Tips from Chip for forwarding me this electronic copy.
Deseret is an odd film, one that is difficult to parse. On its surface, it’s a simple film—little more than a series of landscapes and a voiceover narration that seems to have little or nothing specific to do with the words being spoken. As it turns out, the words being spoken are excerpted passages from nearly 100 news stories printed in the New York Times over a span of just shy of 150 years. Each story is pieced down into a few sentences. Benning presents us with a static camera, switching shots for each sentence, and giving us a long pause on a shot between stories. Each of the stories is introduced with the individual story’s initial date of publication.
That’s really all that is here. What it turns into is, more or less, a greatly abridged history of the Mormons in Utah, from their first arrival when leaving Illinois to their various settlements and problems with the natives, to the growth of the church into something like its present state (or at least its present state in 1991). Frequently, we are given the ambient noise of a particular shot that plays under the voiceover. The shots seem to be in no particular order. There is, for instance, no progression from one season to the next in general. We see Utah in the summer juxtaposed with bare places in the desert next to snow-covered plains. When the stories suddenly reach 1900, the film suddenly switches from black-and-white into color.
As an added little quirk, the film, done obviously low-tech, shows the edges of the camera’s lens on the left side. There is evidence of a rounding of the two corners on the left side of the frame, giving the film the feel of being shot through binoculars or a telescope.
This is a difficult film to judge because of the way in which it is presented. Since the text appears to have very little to do with the images being shown, there is no obvious way to parse the images with the text. Because of this, it’s easier to separate the two and look at each part of the film on its own merit.

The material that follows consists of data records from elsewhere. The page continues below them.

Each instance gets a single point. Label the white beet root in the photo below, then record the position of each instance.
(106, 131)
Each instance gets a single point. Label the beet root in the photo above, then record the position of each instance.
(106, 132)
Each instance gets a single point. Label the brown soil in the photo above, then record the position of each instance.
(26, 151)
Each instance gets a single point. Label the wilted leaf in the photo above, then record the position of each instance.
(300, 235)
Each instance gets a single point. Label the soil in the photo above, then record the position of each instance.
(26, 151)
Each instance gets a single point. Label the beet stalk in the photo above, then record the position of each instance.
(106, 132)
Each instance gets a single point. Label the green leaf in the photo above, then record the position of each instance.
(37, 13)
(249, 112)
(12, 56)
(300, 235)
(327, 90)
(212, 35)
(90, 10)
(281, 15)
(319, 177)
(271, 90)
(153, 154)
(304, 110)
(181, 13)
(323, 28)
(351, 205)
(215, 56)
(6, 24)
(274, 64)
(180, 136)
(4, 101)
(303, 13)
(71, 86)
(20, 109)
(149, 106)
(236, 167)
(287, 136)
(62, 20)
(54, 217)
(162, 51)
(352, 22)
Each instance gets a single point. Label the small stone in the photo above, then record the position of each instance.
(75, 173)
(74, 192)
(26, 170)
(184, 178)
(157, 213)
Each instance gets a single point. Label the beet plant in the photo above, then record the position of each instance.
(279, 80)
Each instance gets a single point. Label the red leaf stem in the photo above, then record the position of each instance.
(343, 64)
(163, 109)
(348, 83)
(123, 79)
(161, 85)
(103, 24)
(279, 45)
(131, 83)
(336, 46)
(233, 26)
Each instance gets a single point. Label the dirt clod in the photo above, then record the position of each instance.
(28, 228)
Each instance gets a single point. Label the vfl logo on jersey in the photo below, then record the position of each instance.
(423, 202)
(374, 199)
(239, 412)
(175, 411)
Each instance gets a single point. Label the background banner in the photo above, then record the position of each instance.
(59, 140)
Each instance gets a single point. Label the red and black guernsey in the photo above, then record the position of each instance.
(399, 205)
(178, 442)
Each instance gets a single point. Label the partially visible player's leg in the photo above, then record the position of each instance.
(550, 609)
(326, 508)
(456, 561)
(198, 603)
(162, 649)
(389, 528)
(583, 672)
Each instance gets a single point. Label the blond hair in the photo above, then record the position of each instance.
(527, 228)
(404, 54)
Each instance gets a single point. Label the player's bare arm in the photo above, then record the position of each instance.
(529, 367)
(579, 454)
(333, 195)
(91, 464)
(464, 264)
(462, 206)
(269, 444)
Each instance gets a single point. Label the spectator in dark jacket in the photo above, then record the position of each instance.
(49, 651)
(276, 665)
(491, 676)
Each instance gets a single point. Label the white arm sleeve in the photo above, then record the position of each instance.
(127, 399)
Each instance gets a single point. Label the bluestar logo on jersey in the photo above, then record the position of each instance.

The text is interesting, although read in a somewhat bland monotone. Several of the stories offered are abrupt, consisting of an abridged pair of sentences while others are a little bit longer. In each case, the selected sentences give a partial, and yet somehow complete picture of the story being told.
The images are startlingly beautiful in many cases. Initially, the black-and-white photography is pretty and the color shots even more so. But this is not the standard brand of pretty that most people think of when looking at a landscape. This is a worn land, a place that appears desolate, harsh, and in some ways, completely used up. It is, for lack of a better word to describe it, filled with a sort of attractive harshness. These are beautiful shots, even if in many cases the appear to depict nothing more than a windswept field.

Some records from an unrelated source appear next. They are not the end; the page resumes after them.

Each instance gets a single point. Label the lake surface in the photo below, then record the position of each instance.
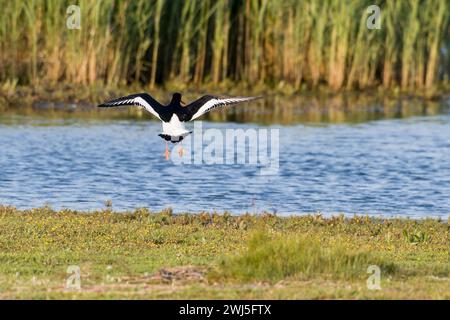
(387, 167)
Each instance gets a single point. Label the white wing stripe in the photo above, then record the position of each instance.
(141, 102)
(214, 103)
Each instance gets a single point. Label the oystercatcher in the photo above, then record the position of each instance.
(176, 113)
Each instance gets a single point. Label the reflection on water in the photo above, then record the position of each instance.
(388, 167)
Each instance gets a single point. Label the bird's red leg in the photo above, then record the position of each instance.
(167, 153)
(181, 150)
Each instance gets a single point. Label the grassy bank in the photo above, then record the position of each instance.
(277, 107)
(142, 254)
(262, 43)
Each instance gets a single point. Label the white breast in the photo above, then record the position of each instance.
(174, 127)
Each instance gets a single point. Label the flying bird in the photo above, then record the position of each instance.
(174, 115)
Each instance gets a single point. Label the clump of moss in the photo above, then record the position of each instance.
(281, 257)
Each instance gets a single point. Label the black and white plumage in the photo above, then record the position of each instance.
(174, 115)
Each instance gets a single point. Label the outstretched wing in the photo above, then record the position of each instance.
(139, 99)
(207, 103)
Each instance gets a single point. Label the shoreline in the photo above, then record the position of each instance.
(277, 107)
(219, 256)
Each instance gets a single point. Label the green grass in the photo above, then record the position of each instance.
(145, 254)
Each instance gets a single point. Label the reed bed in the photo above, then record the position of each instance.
(259, 43)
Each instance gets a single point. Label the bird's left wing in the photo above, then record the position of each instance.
(141, 99)
(206, 103)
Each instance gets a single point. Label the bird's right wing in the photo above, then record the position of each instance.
(207, 103)
(141, 99)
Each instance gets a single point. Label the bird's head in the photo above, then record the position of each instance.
(176, 97)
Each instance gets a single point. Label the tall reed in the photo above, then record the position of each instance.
(293, 43)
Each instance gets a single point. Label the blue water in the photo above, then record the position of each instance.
(397, 167)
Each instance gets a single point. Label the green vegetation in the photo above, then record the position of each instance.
(293, 44)
(142, 254)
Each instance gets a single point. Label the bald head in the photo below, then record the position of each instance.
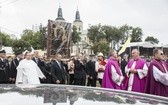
(135, 53)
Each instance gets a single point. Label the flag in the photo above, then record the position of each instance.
(125, 46)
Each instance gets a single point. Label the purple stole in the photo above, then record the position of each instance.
(138, 84)
(155, 87)
(107, 81)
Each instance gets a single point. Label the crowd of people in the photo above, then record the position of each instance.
(134, 74)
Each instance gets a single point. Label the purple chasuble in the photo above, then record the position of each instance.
(153, 86)
(138, 84)
(107, 81)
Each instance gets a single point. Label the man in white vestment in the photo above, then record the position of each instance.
(28, 72)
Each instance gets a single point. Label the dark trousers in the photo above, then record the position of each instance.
(71, 79)
(91, 82)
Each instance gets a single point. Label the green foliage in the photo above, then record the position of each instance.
(35, 39)
(152, 40)
(5, 39)
(75, 35)
(136, 35)
(21, 44)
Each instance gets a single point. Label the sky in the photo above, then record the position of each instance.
(150, 15)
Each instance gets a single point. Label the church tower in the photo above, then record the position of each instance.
(78, 23)
(60, 15)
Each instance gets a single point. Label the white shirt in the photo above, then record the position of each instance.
(28, 72)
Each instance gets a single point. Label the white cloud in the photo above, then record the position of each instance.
(150, 15)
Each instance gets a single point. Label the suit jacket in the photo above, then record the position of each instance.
(58, 72)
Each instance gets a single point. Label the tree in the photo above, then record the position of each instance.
(136, 35)
(125, 31)
(21, 44)
(36, 39)
(95, 33)
(75, 35)
(152, 40)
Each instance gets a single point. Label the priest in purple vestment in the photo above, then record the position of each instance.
(157, 78)
(113, 77)
(136, 71)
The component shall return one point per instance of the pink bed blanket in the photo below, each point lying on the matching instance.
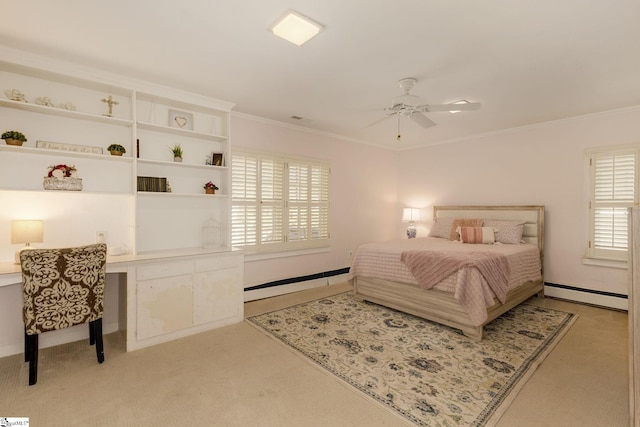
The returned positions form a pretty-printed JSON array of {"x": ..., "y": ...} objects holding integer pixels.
[{"x": 431, "y": 267}]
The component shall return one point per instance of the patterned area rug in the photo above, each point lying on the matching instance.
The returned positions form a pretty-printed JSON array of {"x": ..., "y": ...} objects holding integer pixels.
[{"x": 429, "y": 374}]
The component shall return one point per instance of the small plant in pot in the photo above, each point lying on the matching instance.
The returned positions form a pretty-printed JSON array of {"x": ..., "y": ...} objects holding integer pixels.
[
  {"x": 13, "y": 137},
  {"x": 177, "y": 152},
  {"x": 116, "y": 149},
  {"x": 210, "y": 188}
]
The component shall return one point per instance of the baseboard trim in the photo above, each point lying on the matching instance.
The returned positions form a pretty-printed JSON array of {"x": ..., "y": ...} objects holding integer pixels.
[{"x": 587, "y": 296}]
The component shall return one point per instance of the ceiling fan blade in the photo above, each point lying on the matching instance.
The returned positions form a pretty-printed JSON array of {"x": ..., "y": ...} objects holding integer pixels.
[
  {"x": 422, "y": 120},
  {"x": 453, "y": 107}
]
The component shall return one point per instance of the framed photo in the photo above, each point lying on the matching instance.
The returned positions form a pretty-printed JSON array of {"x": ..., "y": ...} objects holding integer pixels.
[
  {"x": 49, "y": 145},
  {"x": 217, "y": 159},
  {"x": 180, "y": 119}
]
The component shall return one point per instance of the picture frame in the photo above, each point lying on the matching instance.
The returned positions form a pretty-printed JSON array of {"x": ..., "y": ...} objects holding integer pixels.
[
  {"x": 50, "y": 145},
  {"x": 180, "y": 119},
  {"x": 217, "y": 159}
]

As a whole, then, we have a film with two interesting halves. Combined, they are not specifically something greater than the sum of the parts, but something different than that sum might originally indicate.
Fair warning, though; don’t try to watch this when you are sleepy. The droning narration and static shots will put you right off to dreamland.
Why to watch Deseret: It’s what The History Channel should be.
Why not to watch: If you’re not into it, you’ll find nothing here.